ING donne un nouveau coup d’accélérateur à son plan de restructuration

Le bancassureur néerlandais, qui a vu son résultat chuter de 32,5% en 2012, prévoit de supprimer 2.400 postes aux Pays-Bas et en Belgique
Patrick Aussannaire

ING ne déroge pas à la politique de dégraissage des effectifs du secteur bancaire européen. Dans le cadre d’un vaste plan de restructuration qui s’étale jusqu’à fin 2015, le bancassureur néerlandais a annoncé hier matin qu’il comptait supprimer 1.000 postes au sein de sa filiale belge ING Bank Belgium, ainsi que 1.400 postes dans ses activités de banque de détail aux Pays-Bas. Des mesures qui devraient conduire à des économies supplémentaires de 270 millions d’euros par an. ING avait visé en novembre 7.500 suppressions de postes au total, soit 9% de ses effectifs.

Ces mesures coïncident avec la publication d’un bénéfice net de la banque au quatrième trimestre de 1,43 milliard d’euros, en hausse de 21% mais inférieur au consensus qui prévoyait un résultat de 1,59 milliard. Sur l’ensemble de l’année 2012, le résultat net se monte à 3,9 milliards, en baisse de 32,5%. Le groupe affiche néanmoins toujours dans l’assurance une marge de solvabilité robuste de 245%, contre 249% un an auparavant, et un ratio core tier 1 pour la banque de 11,9% fin 2012, et de 10,4% en normes Bâle 3.

Dans le cadre du programme imposé par Bruxelles pour prix des 10 milliards d’euros d’aides publiques reçues en 2008, ING affiche une réduction de son bilan de 79 milliards, à la suite notamment de la cession d’ING Direct Canada. Sur le quatrième trimestre, le groupe a bénéficié de 1,6 milliard de plus-values de cessions. Il prépare toujours l’IPO de sa filiale d’assurance aux Etats-Unis et de son activité assurance/gestion en Europe, ainsi que des cessions en Corée et au Japon.

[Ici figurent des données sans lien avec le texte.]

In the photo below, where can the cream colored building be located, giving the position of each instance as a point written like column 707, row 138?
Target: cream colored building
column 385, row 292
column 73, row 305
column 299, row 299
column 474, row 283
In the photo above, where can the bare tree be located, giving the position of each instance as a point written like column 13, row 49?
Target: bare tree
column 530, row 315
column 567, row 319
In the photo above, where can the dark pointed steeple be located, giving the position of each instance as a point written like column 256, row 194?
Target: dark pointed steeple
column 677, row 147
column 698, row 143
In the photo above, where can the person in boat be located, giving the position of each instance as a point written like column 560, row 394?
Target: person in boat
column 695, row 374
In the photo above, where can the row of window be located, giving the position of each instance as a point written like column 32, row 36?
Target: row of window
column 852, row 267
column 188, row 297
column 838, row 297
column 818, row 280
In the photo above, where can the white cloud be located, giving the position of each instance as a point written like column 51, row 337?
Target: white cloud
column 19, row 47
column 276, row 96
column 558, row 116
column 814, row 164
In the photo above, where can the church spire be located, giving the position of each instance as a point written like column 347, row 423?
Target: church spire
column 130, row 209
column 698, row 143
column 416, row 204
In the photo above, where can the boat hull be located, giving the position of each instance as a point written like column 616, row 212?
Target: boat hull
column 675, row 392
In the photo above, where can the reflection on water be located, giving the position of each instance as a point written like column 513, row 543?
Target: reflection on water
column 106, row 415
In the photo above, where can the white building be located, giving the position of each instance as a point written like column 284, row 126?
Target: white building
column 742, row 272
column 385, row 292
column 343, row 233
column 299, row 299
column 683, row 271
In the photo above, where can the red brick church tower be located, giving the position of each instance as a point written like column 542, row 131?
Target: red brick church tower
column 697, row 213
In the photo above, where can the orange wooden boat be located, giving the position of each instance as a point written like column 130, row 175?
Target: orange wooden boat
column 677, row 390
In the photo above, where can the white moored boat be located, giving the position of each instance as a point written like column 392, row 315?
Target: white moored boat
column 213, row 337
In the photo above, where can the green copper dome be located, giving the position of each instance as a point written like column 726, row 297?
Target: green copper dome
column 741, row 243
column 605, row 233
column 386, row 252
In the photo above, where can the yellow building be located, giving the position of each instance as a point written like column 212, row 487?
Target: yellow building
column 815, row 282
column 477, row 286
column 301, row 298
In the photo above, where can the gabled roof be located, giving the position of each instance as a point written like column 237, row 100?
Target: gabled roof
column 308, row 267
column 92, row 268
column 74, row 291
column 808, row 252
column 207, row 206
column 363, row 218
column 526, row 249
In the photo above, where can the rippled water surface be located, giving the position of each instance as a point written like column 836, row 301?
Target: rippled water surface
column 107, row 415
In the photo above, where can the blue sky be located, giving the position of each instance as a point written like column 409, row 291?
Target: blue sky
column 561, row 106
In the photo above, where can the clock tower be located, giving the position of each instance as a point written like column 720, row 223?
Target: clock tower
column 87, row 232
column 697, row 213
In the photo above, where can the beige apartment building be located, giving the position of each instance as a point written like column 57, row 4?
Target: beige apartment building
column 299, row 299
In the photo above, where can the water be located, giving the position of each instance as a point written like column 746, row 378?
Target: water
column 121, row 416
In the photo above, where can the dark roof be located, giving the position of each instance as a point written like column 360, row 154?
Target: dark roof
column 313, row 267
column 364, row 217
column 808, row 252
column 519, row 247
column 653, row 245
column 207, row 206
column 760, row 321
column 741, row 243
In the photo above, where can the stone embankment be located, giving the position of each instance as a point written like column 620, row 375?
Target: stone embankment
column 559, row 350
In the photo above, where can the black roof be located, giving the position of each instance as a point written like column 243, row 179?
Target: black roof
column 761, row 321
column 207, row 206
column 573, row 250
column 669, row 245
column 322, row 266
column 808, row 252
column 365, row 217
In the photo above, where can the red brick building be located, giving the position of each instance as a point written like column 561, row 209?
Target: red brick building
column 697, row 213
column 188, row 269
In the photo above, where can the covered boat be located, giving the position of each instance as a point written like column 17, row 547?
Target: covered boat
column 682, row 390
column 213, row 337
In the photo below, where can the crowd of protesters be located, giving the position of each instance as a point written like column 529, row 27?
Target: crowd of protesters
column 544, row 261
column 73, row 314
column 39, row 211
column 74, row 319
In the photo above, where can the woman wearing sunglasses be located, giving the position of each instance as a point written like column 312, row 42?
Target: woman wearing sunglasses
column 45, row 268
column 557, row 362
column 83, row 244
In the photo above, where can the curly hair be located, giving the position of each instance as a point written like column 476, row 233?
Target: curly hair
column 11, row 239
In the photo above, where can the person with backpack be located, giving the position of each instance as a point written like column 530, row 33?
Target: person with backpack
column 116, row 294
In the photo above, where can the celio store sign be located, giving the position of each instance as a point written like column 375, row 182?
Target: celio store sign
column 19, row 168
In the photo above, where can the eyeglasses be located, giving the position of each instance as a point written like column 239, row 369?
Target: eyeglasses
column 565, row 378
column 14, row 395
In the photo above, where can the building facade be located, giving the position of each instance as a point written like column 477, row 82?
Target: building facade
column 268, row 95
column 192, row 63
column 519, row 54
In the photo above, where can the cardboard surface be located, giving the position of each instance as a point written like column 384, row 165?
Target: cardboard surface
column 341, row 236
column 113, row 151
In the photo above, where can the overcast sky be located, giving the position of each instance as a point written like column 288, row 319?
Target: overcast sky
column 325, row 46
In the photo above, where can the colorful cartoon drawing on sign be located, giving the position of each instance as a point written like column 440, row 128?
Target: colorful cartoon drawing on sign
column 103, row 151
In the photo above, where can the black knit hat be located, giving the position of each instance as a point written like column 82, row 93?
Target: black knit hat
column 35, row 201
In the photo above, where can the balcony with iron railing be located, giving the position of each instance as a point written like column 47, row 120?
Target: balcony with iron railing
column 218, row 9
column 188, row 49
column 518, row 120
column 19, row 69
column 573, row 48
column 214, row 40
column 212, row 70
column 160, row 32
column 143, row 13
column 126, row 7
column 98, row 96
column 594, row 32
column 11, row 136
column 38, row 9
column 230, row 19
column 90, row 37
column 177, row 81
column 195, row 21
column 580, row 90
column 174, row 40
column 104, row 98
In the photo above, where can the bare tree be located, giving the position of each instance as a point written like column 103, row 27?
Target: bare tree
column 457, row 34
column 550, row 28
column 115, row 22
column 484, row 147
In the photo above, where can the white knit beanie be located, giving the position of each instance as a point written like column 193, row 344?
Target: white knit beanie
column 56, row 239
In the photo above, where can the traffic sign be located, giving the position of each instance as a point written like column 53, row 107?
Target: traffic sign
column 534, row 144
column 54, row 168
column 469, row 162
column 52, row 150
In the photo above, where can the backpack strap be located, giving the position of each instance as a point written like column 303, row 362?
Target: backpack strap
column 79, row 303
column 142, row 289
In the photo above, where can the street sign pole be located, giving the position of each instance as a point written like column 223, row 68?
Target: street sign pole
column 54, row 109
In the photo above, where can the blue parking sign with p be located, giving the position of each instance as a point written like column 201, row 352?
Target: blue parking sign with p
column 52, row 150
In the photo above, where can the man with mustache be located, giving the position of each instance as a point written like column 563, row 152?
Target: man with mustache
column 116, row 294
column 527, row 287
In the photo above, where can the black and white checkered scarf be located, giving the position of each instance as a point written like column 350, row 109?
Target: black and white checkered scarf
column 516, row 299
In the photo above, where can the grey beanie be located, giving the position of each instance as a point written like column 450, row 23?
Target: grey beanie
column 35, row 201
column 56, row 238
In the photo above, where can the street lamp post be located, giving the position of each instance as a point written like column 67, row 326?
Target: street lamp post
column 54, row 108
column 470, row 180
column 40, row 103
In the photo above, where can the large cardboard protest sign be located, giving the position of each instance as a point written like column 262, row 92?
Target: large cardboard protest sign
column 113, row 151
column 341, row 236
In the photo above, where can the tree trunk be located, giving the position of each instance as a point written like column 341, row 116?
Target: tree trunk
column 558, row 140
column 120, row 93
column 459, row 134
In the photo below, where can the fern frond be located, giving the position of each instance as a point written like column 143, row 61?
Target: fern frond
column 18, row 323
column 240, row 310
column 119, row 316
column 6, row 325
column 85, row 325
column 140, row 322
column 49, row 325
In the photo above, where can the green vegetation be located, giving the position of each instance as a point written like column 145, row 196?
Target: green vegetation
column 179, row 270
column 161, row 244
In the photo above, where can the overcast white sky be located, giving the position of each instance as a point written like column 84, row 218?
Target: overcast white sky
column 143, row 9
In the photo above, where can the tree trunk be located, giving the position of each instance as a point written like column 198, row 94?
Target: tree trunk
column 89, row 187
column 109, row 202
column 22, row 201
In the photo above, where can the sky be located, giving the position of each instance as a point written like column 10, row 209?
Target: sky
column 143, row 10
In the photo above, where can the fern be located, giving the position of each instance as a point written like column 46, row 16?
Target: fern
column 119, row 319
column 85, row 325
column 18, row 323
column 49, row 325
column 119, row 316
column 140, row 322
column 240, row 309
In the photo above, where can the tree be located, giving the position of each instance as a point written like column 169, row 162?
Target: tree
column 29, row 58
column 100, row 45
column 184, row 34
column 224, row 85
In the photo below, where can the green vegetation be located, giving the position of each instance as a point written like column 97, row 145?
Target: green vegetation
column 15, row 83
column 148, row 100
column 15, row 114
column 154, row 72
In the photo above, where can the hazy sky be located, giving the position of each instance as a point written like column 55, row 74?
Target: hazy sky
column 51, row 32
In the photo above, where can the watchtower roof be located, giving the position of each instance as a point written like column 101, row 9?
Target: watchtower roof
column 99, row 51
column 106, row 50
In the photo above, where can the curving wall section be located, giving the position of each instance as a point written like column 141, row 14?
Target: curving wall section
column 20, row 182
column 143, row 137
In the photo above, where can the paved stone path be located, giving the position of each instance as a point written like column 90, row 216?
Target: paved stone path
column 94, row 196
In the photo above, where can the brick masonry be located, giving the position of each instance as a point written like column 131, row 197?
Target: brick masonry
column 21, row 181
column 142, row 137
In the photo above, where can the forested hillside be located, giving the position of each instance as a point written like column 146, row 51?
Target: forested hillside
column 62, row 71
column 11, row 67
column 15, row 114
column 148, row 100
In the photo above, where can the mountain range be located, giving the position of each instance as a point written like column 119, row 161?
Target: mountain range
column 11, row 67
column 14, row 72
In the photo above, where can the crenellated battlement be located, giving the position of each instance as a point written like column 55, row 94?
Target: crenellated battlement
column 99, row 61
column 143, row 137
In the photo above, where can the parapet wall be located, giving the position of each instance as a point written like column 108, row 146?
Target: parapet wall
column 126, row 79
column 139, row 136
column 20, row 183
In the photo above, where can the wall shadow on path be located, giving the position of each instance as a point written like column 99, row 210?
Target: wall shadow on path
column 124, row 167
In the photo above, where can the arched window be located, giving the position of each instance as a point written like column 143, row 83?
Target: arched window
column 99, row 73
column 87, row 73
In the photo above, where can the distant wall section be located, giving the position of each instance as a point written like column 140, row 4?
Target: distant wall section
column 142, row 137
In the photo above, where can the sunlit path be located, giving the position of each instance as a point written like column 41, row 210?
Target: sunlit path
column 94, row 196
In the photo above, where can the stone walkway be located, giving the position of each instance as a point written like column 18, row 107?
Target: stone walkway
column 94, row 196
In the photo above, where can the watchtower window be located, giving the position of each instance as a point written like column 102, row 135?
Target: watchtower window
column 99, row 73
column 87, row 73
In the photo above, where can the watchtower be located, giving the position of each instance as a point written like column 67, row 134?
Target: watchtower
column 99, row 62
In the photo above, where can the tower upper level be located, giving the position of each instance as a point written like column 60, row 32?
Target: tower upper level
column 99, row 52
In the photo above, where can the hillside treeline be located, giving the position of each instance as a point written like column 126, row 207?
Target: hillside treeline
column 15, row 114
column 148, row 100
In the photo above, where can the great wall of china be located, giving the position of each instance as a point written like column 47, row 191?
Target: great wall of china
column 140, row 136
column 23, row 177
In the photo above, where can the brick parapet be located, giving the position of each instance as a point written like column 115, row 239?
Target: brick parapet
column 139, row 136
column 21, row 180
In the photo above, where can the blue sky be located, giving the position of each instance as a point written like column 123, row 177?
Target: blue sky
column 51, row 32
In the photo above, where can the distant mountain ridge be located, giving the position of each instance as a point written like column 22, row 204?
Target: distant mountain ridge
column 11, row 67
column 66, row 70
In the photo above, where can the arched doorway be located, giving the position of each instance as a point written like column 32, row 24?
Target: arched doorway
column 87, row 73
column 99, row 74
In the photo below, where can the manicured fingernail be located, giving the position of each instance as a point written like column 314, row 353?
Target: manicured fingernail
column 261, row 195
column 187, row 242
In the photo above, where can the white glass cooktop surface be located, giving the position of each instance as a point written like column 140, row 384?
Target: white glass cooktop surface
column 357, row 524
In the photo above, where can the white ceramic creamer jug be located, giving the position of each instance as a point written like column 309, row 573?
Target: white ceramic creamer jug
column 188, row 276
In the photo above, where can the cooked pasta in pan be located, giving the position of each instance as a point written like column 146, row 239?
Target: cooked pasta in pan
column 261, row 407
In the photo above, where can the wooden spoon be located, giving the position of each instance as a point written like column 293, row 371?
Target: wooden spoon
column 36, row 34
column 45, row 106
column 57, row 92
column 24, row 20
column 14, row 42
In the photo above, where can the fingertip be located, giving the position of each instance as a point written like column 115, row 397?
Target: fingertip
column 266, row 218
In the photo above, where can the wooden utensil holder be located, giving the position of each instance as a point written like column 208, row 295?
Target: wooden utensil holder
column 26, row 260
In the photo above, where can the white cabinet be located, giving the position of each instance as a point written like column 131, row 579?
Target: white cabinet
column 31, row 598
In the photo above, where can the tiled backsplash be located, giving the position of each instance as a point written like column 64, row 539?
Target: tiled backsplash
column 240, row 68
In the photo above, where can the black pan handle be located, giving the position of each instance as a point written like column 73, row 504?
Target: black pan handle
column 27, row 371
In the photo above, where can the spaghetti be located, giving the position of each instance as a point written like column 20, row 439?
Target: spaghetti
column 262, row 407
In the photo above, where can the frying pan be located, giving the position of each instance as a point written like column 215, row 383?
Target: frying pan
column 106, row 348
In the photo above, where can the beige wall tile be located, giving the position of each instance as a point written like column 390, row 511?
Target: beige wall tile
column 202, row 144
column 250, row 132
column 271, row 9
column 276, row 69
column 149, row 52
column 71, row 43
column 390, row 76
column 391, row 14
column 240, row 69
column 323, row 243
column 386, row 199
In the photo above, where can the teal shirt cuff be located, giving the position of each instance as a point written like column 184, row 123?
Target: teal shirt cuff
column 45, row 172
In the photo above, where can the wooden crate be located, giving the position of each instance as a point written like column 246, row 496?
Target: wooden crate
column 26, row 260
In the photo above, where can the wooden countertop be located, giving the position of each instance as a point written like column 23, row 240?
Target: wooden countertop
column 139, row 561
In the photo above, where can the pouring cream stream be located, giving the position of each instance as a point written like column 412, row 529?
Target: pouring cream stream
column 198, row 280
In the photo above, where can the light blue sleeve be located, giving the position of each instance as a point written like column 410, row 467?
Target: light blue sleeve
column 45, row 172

Conformément à ses engagements, ING ne versera pas de dividende avant d’avoir entièrement remboursé l’Etat néerlandais. Il prévoit de verser des tranches égales de remboursement de 750 millions d’euros en novembre 2013, mars 2014 et mai 2015, soit un total de 2,25 milliards auxquels s’ajoutent 1,125 milliard d’euros de coupons et primes, soit 375 millions supplémentaires par tranche.

Comme pour rappeler une actualité inquiétante pour le secteur bancaire néerlandais, le quatrième trimestre est marqué par une charge de 175 millions d’euros liée à l’instauration d’une taxe destinée à financer le plan de sauvetage de SNS Reaal. La part d’ING se montera au total entre 300 et 350 millions. En outre, le taux de créances douteuses est en augmentation à 2,5% et se monte même à 7,6% pour les prêts à l’immobilier commercial et 8,4% pour l’activité de crédit bail.